We already have enough people in the world, I always thought, so why do I have to go through the bother of having more? Plus, kids seemed like a total pain. They shit in their pants and whine and generally get in the way of you having a good time.
I wasn’t particularly excited when I learned my brother and his wife were pregnant, and when my baby niece came I didn’t care much. She reminded me of all the other babies I had ever seen. I remember my brother bringing this little bundle of boring humanity into the bathroom early in the morning, saying “look! Auntie is brushing her teeth!” It was too early for baby talk, and I barked at him to leave me alone.
I did have to admit she was spectacularly cute.

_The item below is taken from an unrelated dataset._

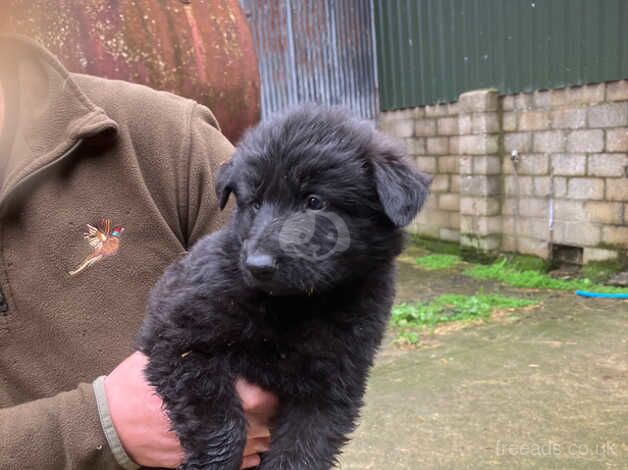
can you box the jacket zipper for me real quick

But she just did what all babies did: cried, pooped and demanded a lot of work. My brother and sister-in-law were over the moon, and clearly expected me to be.
About 11 months later they came to visit. They were staying with her sister, who lives in New York as well, and I grumbled all the way to the Upper West Side to see them. As I walked into the apartment, I prepared myself to have to goo and gah over a little baby who wasn’t very interesting.

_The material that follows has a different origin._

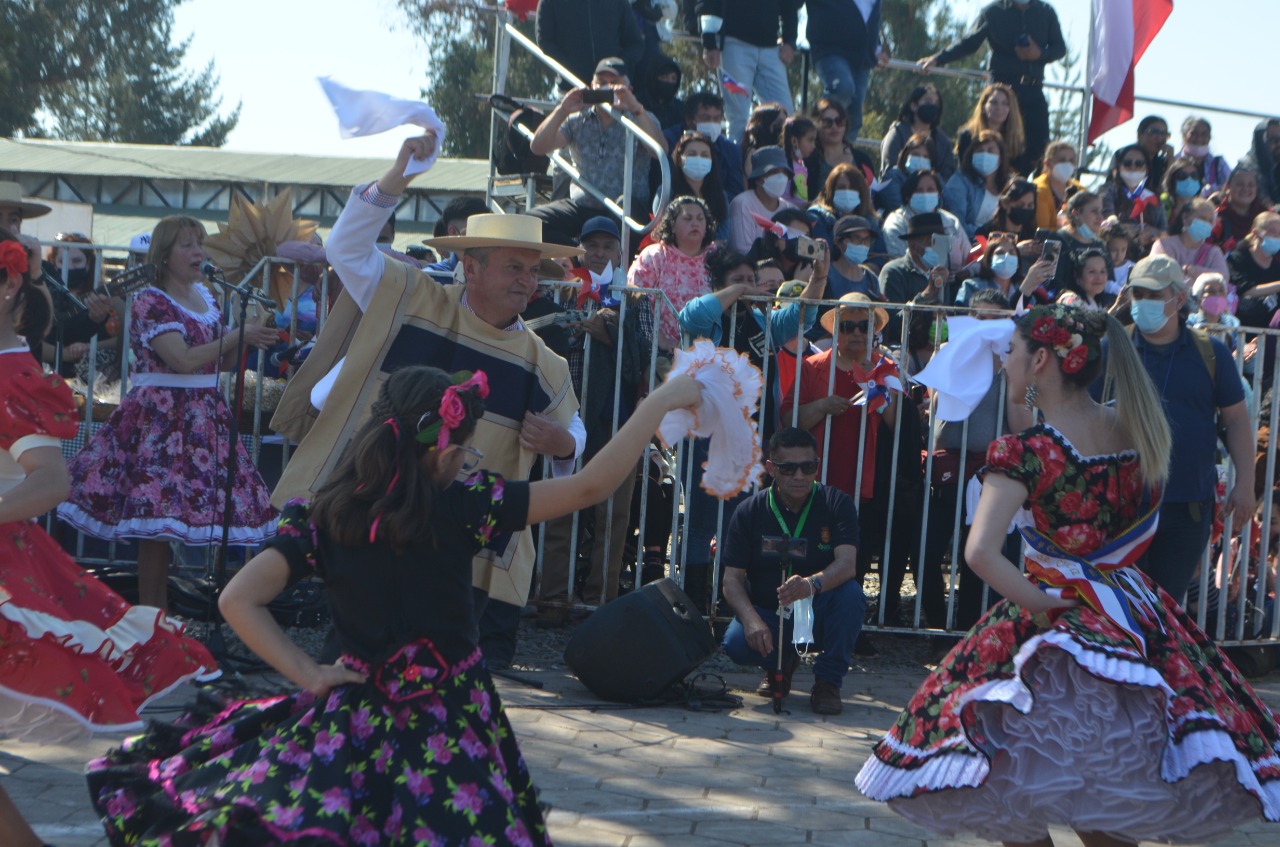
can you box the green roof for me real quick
[0,138,488,192]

But then I walked in and stopped in my tracks. Crawling around on the floor was this gorgeous, adorable little creature. She had delicious ringlets of dark blonde curls and a killer smile. She looked up at me with big, shining blue eyes, as if she had never been so happy to see anyone in her entire life. She was babbling random nonsense words with great conviction, as if she knew what they meant. Then she grinned at me and I said:
“Hi, baby.”
I honestly didn’t know what had happened to me. I felt my heart grow huge and glowing and then it burst out of my chest and expanded and grew as big as the room. Who was this spectacular thing? Was this the little squirmy baby ruining my morning bathroom time just months earlier? How did she get so cute, so fun, and so full of love?
“Oh my god,” I said out loud. Inside I felt the questions keep coming. What just happened to me? And how did I never understand this before? Who am I now?
I was 31 years old. I didn’t know then if I wanted a kid, but I sure understood why people had them. I think it was the first time I really understood love. And why love is so great.